A Blithe Acceptance of Death and Centralized Control

We live in an age in which the majority of people blithely accept the suffering and death of aging as a given, an axiom, something of no great consequence to the arrangement of everyday life, and do much the same for the centralized control over lives and activities undertaken by a small, empowered elite. The latter is not a novel situation - see ancient Sparta, for example - but the sheer, pervasive breadth and depth in which it is presently practiced is an invention of the past few hundred years, made possible through great increases in wealth and technology. The Panopticon state is a modern creation, Sparta only its tiniest seed. Aging is aging, of course, and has been with us since the beginning. But both of these things are far from inconsequential, and indeed they shape our lives to a very great degree.

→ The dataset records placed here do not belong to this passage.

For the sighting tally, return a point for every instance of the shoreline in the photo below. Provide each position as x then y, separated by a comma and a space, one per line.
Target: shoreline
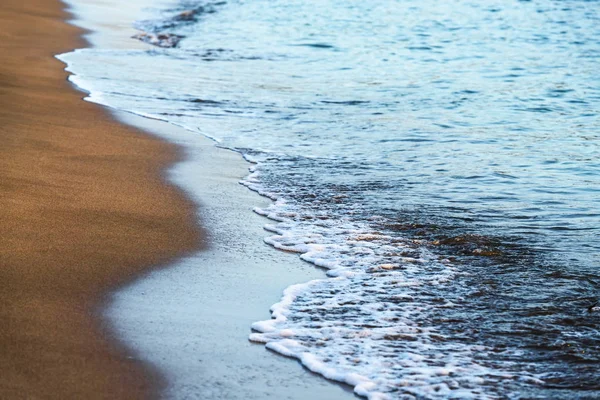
192, 319
86, 208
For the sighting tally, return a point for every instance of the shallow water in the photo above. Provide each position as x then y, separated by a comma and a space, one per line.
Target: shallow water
439, 159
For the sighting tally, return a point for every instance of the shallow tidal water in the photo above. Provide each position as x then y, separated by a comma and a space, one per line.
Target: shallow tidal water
439, 159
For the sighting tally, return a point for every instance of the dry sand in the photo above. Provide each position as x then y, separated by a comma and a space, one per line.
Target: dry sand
84, 208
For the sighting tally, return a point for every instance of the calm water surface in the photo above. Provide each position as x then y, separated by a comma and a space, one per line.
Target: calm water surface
440, 159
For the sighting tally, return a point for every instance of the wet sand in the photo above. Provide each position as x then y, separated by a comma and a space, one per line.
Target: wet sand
84, 209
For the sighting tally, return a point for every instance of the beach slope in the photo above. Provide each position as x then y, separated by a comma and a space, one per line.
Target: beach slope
84, 208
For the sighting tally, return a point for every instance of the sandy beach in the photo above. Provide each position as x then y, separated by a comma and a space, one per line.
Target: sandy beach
84, 209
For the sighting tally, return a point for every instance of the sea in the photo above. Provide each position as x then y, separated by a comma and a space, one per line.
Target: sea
440, 160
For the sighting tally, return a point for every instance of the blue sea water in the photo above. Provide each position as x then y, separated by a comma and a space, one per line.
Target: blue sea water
439, 159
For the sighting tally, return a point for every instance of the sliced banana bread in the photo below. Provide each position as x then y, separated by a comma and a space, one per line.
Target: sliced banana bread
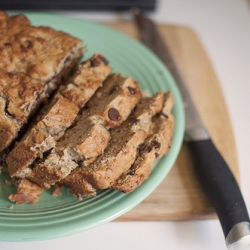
58, 115
89, 136
154, 147
121, 151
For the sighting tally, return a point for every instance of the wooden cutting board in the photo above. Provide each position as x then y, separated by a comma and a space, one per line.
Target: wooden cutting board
179, 196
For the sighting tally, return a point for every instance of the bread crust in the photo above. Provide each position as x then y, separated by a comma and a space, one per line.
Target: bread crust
121, 152
60, 115
89, 137
154, 147
33, 62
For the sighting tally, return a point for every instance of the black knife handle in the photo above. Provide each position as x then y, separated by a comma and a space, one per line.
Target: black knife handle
219, 184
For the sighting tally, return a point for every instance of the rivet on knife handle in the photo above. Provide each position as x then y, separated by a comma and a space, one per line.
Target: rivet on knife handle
213, 172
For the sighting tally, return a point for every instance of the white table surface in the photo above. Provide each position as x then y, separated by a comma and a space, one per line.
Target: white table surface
224, 29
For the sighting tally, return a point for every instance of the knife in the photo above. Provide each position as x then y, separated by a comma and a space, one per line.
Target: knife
212, 171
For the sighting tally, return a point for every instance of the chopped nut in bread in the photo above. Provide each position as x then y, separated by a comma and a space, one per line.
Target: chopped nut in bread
27, 192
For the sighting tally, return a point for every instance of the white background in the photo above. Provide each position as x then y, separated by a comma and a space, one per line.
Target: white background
224, 29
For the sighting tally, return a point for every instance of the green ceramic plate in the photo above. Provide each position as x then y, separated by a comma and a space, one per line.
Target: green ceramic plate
53, 217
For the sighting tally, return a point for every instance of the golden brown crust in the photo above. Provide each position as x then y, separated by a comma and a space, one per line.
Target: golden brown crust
36, 51
121, 151
150, 151
60, 115
89, 136
33, 60
27, 192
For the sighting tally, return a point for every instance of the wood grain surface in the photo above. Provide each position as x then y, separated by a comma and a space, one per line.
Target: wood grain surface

It is an important point that most people consider it unremarkable and entirely ethical to talk of regimenting society, placing widespread strictures on everyday activities and choices. Part of the struggle faced by researchers and advocates focused on lengthening human life stems from the fact that a large portion of the population sees nothing inherently wrong in forcing other people to act or not act as they see fit - or worse in forcing them to suffer and die to a timetable. It's somewhat irrelevant that the reasons for such would-be tyranny are flimsy and illogical. The real horror is that this is considered normal and reasonable.

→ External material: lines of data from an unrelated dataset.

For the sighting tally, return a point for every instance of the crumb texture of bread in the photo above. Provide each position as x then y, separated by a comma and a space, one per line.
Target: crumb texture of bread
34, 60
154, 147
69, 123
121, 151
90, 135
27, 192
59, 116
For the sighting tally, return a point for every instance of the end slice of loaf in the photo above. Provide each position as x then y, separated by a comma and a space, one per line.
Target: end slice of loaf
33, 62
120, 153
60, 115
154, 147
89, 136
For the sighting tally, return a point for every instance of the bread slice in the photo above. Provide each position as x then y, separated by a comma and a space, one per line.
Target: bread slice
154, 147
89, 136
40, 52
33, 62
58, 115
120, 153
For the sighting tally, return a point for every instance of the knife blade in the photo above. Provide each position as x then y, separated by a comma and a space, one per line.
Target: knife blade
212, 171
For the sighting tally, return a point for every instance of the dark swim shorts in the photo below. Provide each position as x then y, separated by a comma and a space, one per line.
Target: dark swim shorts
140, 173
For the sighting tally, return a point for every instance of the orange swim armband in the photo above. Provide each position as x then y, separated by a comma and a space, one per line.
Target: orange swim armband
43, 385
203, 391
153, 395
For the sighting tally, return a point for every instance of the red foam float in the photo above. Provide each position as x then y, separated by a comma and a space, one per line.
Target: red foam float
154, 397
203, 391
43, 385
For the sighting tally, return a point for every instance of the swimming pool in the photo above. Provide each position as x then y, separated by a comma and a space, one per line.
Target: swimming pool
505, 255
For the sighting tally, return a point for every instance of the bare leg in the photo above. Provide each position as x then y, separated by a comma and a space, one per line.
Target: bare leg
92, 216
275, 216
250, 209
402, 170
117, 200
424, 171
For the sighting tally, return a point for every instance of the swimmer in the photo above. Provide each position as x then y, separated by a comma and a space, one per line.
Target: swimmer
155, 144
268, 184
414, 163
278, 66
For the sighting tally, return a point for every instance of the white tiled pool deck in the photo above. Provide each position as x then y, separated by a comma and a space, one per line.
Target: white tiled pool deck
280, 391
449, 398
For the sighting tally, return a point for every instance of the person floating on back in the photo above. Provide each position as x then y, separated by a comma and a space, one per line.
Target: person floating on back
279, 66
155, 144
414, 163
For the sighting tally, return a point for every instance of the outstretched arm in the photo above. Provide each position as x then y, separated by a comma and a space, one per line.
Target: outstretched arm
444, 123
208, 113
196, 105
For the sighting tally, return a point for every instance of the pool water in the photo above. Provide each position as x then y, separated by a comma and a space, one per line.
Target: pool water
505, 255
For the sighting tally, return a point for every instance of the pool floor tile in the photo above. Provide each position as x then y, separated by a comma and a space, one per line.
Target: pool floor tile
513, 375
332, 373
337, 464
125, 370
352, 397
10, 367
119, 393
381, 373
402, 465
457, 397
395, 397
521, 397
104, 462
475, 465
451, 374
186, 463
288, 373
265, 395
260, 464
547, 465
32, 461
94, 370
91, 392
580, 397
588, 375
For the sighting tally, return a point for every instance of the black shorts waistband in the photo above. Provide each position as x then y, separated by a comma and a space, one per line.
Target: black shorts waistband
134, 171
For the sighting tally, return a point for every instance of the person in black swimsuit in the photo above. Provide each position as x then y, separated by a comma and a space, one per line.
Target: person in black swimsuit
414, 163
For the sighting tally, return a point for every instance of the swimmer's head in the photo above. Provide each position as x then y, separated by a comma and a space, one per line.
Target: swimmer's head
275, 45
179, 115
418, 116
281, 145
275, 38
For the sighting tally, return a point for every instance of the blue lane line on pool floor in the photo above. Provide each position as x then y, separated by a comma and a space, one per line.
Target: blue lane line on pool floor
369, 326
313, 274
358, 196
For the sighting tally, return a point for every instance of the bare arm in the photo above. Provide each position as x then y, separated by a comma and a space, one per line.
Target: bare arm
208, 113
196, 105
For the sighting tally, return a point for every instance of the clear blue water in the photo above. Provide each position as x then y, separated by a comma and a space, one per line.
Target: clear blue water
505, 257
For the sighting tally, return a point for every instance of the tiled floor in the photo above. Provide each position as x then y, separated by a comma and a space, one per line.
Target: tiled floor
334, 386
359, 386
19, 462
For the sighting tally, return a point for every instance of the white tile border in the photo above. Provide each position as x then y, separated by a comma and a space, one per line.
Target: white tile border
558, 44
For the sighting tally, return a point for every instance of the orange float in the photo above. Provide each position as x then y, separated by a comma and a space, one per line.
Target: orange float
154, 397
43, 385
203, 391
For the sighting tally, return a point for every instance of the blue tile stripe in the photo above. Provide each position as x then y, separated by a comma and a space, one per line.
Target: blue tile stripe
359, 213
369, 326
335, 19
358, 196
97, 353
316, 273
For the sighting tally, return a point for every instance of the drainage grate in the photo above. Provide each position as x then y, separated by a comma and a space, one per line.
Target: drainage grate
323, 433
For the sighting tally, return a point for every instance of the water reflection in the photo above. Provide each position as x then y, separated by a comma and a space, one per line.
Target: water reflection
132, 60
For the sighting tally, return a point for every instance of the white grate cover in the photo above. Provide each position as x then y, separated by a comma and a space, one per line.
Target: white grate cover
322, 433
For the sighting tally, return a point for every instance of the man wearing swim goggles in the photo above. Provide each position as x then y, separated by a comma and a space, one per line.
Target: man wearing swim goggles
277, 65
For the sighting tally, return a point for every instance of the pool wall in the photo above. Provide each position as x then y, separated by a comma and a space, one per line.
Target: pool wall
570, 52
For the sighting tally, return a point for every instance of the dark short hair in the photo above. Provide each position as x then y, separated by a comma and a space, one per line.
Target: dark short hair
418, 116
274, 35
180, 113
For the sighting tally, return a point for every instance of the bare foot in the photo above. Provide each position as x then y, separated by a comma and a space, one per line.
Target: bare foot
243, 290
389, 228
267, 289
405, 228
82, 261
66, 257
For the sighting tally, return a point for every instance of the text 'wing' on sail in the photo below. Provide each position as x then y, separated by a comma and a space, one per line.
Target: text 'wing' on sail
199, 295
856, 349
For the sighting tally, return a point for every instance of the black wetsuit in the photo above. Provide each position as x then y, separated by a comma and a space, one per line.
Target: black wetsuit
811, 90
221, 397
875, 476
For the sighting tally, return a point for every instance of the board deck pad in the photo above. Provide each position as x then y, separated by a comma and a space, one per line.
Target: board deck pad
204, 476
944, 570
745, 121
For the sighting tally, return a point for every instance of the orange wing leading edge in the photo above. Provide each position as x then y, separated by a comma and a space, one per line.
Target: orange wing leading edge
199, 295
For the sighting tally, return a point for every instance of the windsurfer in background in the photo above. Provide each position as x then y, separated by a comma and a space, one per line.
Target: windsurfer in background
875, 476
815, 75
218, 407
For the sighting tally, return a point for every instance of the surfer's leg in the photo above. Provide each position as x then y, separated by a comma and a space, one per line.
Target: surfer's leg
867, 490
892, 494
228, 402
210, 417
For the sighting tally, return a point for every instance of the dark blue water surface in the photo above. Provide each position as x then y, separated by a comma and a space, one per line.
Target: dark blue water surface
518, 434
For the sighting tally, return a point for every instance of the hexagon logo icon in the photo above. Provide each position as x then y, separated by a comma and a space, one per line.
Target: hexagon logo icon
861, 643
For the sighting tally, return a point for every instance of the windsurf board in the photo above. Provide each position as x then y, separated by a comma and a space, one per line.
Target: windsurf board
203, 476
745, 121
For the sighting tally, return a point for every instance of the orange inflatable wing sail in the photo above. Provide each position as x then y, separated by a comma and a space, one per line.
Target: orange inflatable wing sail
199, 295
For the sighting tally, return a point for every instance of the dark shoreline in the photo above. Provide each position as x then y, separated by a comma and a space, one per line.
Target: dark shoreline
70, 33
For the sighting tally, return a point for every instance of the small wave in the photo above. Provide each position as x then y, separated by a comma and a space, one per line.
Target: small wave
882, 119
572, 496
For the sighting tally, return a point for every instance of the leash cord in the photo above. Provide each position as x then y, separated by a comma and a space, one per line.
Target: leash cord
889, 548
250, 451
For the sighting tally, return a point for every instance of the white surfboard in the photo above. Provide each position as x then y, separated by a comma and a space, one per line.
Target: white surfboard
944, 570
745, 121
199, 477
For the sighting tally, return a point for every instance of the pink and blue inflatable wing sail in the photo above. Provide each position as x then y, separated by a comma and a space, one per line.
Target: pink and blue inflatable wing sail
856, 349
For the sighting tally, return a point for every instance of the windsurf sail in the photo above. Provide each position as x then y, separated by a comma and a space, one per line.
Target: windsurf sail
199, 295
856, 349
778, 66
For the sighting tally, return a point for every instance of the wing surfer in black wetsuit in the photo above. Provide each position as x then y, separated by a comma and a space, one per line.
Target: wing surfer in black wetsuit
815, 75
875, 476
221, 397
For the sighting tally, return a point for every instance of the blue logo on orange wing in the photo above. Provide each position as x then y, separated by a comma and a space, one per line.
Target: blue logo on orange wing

Prompting this line of thought, earlier today I stumbled over an unusual argument against working to reverse degenerative aging and extend healthy life. At root it appears to suggest that a higher throughput of human lives is better (for nebulous reasons relating to variety of life and culture at any given moment), and since population will tend to fall off with increasing wealth and longevity we should thus refrain from trying to prevent the tremendous suffering and death caused by aging. As I was thinking what to make of this particular example, it occurred to me that in order to put forward this sort of argument, you really have to be very accepting of the present cost of aging: the pain, the death, the loss. It has to be a trivial axiom, something that isn't all that important, if you can focus instead on incrementally steering the variety of culture present in the world. Further, you would also have to be pretty comfortable with the sort of tyranny needed to force the world to relinquish biotechnology and die to a particular arbitrary schedule.

Life Extension? No Thanks

My most serious worry is about the lower total population of 90-150. 10 people wind up existing in 240 years, in contrast with 14 in 30-90. The reason this troubles me is not because I'm concerned about the four missing people. They are not harmed by not coming into existence. The reason why 30-90 seems better is because it has greater human richness. It's more diverse because four more people come into the world, and that diversity has advantages for the people who exist in that world.

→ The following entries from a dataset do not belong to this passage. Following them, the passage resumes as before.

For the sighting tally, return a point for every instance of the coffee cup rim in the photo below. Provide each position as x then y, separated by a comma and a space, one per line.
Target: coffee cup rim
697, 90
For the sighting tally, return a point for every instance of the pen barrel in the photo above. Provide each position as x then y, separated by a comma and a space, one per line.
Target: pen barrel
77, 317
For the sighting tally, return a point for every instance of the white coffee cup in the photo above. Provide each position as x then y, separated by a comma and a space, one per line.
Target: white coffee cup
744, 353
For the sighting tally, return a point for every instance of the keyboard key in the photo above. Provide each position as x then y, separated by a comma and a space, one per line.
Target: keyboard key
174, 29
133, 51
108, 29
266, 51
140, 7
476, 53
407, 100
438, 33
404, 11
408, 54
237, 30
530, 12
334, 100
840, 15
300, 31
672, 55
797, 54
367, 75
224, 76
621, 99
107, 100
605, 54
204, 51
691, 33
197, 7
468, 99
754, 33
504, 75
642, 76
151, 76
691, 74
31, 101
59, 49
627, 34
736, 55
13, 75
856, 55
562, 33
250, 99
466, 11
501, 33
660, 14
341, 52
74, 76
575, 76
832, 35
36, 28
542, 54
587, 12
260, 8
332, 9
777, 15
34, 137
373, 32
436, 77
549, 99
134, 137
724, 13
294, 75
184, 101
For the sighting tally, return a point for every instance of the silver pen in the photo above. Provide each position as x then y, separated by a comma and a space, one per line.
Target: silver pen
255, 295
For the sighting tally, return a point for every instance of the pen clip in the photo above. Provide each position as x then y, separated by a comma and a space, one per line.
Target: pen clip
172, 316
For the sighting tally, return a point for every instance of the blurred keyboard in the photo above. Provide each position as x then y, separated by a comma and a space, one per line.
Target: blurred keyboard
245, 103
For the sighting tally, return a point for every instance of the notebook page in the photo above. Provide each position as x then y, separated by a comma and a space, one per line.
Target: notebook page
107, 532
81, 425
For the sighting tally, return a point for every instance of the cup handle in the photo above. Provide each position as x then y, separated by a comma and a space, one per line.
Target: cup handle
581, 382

Greater human diversity goes along with more intellectual and technological progress, or so it's been hypothesized by [diverse] authors. They hypothesize that the huge current population of the world is one reason why we are at a point of unprecedented development in many areas. More people means more specialization, more minds working on problems. The crucial thing here is not just how many people exist at a time, but how many exist over time. Arguably, 30-90 is better than 90-150 for the reason that more people are around to contribute to the human enterprise in 30-90 (though the same number exist at one moment in time).

It is an ongoing failure on our part that people can idly - or not so idly as has been the case in past years - make arguments of this nature without being noted as unethical, evil, and morally bankrupt. You can advocate enforcing the deaths of as many people as you like, and for whatever thin reasons, so long as they are old, or so it seems. Few people will think you any less of an upstanding fellow for doing so.